Vermutlich. Aber es reicht vermutlich jeder beliebige
Microcontroller auf der Welt mit einem grob passend
teilbaren Quarz um da 125khz raus zu holen.
Und wenn die Genauigkeitansprueche nicht so hoch sind,
was ich mal vermute, dann reicht sogar einer mit
internen kalibriertem RC-Oszillator. Also dann
z.B CH32V003 fuer 0.1Euro.
Und die Modulation sollte der dann gleich mit erledigen
koennen.
Die billigen TPMS Trigger ("TPMS Relearn Opel/GM") lassen sich relativ problemlos umbauen und auch die ASK Modulation (viele TPMS Sensoren erwarten mehr als nur einen 125 kHz Träger) ist damit einfach machbar. Dann muss der Mikrocontroller sich nur noch um die Modulation kümmern.
Die billigen TPMS Trigger ("TPMS Relearn Opel/GM") lassen sich relativ
problemlos umbauen und auch die ASK Modulation (viele TPMS Sensoren
erwarten mehr als nur einen 125 kHz Träger) ist damit einfach machbar.
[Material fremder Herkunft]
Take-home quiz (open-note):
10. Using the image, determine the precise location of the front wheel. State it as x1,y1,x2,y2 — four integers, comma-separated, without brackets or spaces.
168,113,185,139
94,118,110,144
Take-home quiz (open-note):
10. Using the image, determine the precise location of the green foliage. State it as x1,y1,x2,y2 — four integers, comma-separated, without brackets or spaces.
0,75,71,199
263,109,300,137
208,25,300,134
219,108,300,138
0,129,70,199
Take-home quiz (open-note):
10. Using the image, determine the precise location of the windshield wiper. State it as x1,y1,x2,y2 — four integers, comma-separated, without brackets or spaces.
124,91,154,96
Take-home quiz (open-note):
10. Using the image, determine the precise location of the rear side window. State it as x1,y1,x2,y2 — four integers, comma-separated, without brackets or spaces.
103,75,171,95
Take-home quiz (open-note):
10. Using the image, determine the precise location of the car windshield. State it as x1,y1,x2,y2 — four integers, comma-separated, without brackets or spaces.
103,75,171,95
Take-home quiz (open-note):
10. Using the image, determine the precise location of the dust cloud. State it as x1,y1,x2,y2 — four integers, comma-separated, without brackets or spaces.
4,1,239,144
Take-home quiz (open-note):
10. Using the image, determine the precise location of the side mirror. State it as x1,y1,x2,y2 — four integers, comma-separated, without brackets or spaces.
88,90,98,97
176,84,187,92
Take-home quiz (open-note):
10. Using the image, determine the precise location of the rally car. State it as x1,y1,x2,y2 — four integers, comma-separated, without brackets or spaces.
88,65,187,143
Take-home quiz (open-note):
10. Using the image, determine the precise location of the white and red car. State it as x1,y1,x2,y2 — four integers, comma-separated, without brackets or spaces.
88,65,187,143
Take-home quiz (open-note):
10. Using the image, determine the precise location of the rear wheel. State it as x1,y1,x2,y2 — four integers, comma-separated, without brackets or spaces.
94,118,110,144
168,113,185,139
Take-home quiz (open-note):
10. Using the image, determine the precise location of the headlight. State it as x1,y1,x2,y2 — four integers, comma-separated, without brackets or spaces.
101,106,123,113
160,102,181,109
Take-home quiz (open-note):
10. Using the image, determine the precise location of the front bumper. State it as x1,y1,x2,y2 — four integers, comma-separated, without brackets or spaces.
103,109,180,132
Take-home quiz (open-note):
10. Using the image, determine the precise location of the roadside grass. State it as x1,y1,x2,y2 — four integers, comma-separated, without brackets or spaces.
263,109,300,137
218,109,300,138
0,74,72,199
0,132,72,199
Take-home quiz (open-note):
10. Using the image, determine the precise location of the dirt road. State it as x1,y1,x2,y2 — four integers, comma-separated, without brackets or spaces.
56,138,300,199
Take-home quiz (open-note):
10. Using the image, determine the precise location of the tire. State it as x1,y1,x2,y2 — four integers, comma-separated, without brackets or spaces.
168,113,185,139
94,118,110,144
Liegt alles bereit, bin vorbereitet.
Nur ist bei meinem Opeltrigger der Chip unkenntlich gemacht und meine Skills
reichen nicht aus um anhand der Leiterbahnen zu erkennen wo der
Chip angestuert wird :(
Bei dem ist noch alles ohne Mikrocontroller aufgebaut.
Du könntest aber vermutlich bei Deinem Gerät einfach den Mikrocontroller entfernen und den Rest für die Erzeugung des Signals verwenden. Das werden wohl Q7 und Q8 erledigen, man sollte sich ansehen (Oszilloskop) wie die angesteuert werden und das dann genauso mit dem eigenen Mikrocontroller machen.
Ist das alles 9v oder sieht jemand Spannungswandler?
U1 wird der Spannungswandler sein.
Was sind Q7/Q8?
Vermutlich zwei MOSFETs.
Was möchtest Du denn mit dem TPMS Sensor machen? Wenn er nicht nur einen 125 kHz Träger sondern auch eine Modulation mit den richtigen Daten braucht könnte es schierig werden.
Auf die Schnelle ohne Garantie, aber der Aufbau könnte so wie auf dem Bild im Anhang sein.
"1" am Mikrocontroller ist für das Messen der Batteriespannung.
"2" ist für das Ausschalten, wenn man die Einschalt-Taste drückt wird wohl eine Selbsthaltefunktion rund um Q1 und Q2 für eine Versorgung des Mikrocontroller sorgen bis dieser über "2" wieder abschaltet.
Die grüne Linie zeigt eine vermutliche Verbindung auf der anderen Platinenseite, die gelbe Linie ist das 125 kHz Signal vom Mikrocontroller.
Die beiden anderen IO Pins vom Mikrocontroller sind für die beiden LEDs.
Wie hoch Vcc ist (vermutlich 5 Volt oder 3.3 Volt) musst Du selber messen.
Was möchtest Du denn mit dem TPMS Sensor machen? Wenn er nicht nur einen
125 kHz Träger sondern auch eine Modulation mit den richtigen Daten
braucht könnte es schierig werden.
Ja, dann wird es blöd. Ich hoffe darauf das es keinen Sinn macht für so
eine Anwendung gross was zu Modulieren.
was Hoffnung macht das das die "Sendestufe" Q7/Q8 ist ...
Ist es definitiv, und L1 und C7 bilden den Reihenschwingkreis, den ich weiter oben erwähnt habe. Das Ding ist ähnlich wie ein RFID-Reader aufgebaut, bloss ohne Demodulator.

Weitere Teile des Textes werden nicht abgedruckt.